Celle-ci mit un peu de temps à répondre, surprise que l'autre capitaine lui demande son avis mais finit par déclarer qu'étant dans le passage, ils étaient idéalement situés.

Joe ordonna de baisser les voiles et de jeter l'ancre. Ils n'avaient plus qu'à attendre la flotte qui aurait le malheur de tomber entre les épines de la Rose des Mers.
L'attente commença alors réellement et avec elle, une impatience mêlée à de l'appréhension commença à étreindre le cœur des pirates.

Quelques jours après être arrivés, Joe rassembla son équipage, craignant une mutinerie, et leur expliqua qu'ils n'avaient pas uniquement amené Jessie et son équipage au Cap, les deux équipages réunis allaient attaquer la prochaine flotte qui passait et si Jessie allait récupérer tous les bateaux, eux auraient la totalité des richesses transportées à partager ainsi que celles du Trésor récupéré quelques semaines auparavant. Sentant la tension se radoucir, Joe alla auprès de Mike, penché sur une feuille de papier.
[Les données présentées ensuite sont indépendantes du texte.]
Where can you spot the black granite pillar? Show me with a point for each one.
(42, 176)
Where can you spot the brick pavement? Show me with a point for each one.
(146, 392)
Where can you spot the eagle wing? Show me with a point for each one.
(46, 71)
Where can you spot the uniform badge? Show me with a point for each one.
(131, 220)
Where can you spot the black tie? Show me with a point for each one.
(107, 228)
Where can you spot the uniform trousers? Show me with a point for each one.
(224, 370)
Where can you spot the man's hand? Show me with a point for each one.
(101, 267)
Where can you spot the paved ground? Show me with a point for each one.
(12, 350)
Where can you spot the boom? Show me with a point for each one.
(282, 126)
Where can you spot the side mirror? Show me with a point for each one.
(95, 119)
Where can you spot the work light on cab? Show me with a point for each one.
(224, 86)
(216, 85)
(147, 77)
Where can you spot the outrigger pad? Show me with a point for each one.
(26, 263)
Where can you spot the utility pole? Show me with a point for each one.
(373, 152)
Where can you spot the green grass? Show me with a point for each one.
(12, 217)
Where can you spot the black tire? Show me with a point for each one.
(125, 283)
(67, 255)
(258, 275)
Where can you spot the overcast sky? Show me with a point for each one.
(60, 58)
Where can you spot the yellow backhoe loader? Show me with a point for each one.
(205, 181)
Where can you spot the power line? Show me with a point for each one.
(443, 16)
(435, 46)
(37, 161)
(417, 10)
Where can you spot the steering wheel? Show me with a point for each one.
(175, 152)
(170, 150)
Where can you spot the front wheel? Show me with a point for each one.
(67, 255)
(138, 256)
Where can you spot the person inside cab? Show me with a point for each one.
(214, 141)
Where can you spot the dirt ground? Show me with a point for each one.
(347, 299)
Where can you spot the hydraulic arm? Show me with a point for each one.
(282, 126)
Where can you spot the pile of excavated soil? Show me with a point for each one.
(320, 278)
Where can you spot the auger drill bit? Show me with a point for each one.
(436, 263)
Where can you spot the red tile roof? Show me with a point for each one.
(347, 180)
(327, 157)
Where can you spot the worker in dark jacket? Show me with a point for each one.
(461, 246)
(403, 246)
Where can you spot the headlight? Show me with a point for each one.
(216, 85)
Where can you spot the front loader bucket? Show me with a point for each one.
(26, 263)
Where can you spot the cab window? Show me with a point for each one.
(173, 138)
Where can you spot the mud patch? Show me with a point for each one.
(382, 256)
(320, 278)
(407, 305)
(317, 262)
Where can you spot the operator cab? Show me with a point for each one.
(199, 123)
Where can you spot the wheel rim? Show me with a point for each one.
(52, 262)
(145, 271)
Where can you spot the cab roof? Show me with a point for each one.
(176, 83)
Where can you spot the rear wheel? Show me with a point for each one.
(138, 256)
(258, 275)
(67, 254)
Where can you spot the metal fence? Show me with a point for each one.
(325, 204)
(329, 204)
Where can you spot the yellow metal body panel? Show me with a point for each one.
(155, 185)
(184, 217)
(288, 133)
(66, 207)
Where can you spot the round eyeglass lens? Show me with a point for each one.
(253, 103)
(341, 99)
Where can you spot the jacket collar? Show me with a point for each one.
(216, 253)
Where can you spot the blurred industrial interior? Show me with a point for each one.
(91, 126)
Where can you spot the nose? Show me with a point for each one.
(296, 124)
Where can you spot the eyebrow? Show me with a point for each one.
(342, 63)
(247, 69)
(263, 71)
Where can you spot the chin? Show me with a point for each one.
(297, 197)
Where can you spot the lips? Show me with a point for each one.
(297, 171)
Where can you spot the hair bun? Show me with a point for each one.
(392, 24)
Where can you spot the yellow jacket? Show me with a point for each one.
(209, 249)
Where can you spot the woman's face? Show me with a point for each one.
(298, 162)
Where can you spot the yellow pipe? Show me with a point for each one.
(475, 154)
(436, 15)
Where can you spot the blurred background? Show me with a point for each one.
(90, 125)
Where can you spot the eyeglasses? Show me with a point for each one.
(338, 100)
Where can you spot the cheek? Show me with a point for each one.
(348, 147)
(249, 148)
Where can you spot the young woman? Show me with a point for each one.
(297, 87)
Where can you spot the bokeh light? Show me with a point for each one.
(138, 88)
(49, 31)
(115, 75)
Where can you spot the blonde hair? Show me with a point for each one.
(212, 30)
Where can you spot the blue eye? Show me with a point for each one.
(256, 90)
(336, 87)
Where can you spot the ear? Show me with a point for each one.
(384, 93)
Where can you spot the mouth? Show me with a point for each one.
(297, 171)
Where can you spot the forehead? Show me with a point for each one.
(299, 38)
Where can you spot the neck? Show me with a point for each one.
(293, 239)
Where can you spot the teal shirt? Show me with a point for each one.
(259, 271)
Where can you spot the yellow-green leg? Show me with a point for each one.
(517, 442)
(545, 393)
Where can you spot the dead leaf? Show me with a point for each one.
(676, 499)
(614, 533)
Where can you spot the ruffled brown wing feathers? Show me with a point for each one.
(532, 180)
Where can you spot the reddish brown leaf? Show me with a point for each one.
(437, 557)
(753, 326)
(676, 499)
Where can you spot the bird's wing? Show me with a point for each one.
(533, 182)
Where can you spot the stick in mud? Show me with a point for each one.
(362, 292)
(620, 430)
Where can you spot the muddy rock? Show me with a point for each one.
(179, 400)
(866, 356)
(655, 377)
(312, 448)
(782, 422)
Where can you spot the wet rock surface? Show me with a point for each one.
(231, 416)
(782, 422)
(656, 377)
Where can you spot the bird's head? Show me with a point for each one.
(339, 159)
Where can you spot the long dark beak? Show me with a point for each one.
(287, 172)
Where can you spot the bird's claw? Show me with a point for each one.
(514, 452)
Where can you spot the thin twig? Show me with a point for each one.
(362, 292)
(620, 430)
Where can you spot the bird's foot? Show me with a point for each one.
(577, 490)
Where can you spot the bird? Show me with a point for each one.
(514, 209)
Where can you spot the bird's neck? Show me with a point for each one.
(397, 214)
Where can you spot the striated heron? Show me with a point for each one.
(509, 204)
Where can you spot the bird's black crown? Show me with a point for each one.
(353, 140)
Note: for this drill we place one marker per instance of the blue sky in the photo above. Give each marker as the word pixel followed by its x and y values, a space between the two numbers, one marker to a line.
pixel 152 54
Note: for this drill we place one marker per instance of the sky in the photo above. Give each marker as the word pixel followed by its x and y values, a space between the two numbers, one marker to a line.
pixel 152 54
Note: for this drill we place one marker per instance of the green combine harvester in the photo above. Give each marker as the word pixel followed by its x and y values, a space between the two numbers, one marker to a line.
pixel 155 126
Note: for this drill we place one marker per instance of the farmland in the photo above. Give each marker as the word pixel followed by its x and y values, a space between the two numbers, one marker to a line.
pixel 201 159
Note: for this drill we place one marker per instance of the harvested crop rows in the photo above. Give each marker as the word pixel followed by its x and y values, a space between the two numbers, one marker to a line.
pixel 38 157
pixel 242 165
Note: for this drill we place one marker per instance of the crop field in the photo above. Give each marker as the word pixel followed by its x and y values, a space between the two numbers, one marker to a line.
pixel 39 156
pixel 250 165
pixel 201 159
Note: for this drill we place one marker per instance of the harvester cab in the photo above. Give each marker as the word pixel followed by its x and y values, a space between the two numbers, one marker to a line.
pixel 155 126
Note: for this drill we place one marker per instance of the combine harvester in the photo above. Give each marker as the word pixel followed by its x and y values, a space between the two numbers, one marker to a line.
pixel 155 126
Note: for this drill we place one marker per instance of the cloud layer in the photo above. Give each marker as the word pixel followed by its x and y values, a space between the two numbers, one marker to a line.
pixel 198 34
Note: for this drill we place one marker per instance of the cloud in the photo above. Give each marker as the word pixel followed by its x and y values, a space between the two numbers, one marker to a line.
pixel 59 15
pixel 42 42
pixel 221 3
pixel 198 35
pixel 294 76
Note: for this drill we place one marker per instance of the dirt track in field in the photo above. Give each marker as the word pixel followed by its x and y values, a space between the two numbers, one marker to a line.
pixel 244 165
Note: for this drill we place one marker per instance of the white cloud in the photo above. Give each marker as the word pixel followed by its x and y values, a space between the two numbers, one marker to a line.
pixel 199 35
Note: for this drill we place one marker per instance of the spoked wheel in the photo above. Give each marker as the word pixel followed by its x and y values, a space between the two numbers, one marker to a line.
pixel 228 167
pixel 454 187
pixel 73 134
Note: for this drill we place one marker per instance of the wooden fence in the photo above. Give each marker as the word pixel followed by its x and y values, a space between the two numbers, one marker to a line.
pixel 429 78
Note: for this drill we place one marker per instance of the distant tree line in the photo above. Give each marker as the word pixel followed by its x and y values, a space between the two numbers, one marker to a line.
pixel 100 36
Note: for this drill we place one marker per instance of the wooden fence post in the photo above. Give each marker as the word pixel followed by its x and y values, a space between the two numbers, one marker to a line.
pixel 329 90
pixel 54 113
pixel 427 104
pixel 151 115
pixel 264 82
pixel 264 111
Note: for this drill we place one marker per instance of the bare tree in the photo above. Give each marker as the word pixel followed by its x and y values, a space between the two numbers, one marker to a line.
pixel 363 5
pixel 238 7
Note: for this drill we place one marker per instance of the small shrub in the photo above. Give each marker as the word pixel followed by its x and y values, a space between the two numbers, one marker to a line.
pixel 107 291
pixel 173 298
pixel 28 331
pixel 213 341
—Qu'est-ce-que tu fais, demanda Joe en débarquant dans la cabine ce qui fit sursauter le marin.
—Rien, répondit-il précipitamment.
—C'est quoi ?
—Rien, répéta-t-il en essayant de glisser la feuille dans sa poche, mais Joe fut plus rapide et réussit à la récupérer.

Il regarda la feuille froissée sous le regard foudroyant de son second. Joe ne put s'empêcher d'ouvrir la bouche de surprise en voyant deux dessins gribouillés. L'un représentait une magnifique femme aux traits fins mais fatigués. Son regard profond semblait sonder Joe à travers le papier. Ses yeux glissèrent ensuite vers la frimousse juste en dessous ou un jeune enfant aux cheveux mi-long regardait Joe avec un air larmoyant, caché derrière un chapeau trop grand glissant et masquant une partie de son visage.

—C'est...
—Ma femme. Et mon fils.

Joe ne sut que répondre et incita d'un hochement de tête son second, mais aussi ami, à parler.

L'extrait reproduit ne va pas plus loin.